然而他自己却明白,若那青年没有到来, 只怕凭借着妖力凝结成的强大肉身,他会在这深海之下设置了层层防御和迷惑符阵, 哪怕是寻常符师也难以觅得踪迹的洞府中,被这些只凭借怨恨和执念存活下来的鬼魂不知折磨到何时, 而哪怕是体内最后的一滴血完全流干后许久,他也是难以死去。
面对这般几乎可以想象到的折磨,赵北尹此时到不知是自己该不该希望那青年进入他的洞府,痛快利落地取走他的性命了。

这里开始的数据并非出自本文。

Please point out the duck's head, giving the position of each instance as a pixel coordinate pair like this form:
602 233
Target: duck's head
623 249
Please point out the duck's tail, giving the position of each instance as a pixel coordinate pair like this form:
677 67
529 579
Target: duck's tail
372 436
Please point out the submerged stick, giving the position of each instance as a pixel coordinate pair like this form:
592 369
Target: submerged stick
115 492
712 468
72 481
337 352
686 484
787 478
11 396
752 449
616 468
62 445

若是真的能,痛快利落地被取走性命……对于此时的他而言,应该是一个天大的恩赐吧。
感觉到身体无处不泛着刀刮般让他使不出一丝力气的剧痛, 而虫种此时已经朝着他的经脉向他的头上钻去,赵北尹不甘地瞪大着双眼,几乎是奢求能有干脆了断的这样一个美好结果的到来。
……
以着灵力作为推进,几乎是迅速的,叶齐便以着让他身边的海水滚沸的速度,迅疾地朝着虫种传来的赵北尹所在位置赶去。

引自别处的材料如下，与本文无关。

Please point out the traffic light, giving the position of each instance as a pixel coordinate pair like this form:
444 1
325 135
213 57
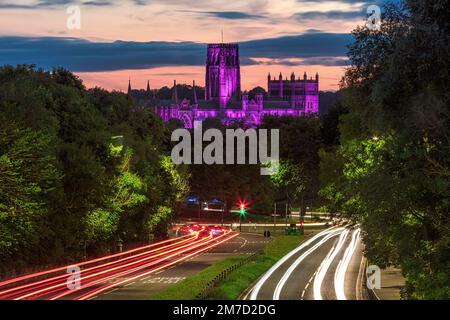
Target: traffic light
242 209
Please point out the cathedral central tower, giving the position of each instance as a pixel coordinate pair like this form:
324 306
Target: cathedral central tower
223 73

而赵北尹洞府外的符阵布置极为繁复,叶齐没有因着自己能够轻易叫赵北尹重伤而有丝毫大意,因为导致赵北尹的重伤的原因便是因为他在道人的纵容下,在与道人的对峙时在昏迷的赵北尹体中凑巧地植入一张雷符。而这雷符在他能够命令虫王后,又隐藏在了虫种之中,所以没有让赵北尹发现罢了。
但凡赵北尹有一丝察觉,今日也不可能落到如此地步。
因此叶齐此时没有一丝侥幸心思,而此时的他方才是遇上了真正的难关。赵北尹洞府中布置的层层符阵这道难关,已经不是靠些急智或者技巧便能度过的了,要解开这些繁复精密的符阵,需要的是实打实的符道上的积累和感悟。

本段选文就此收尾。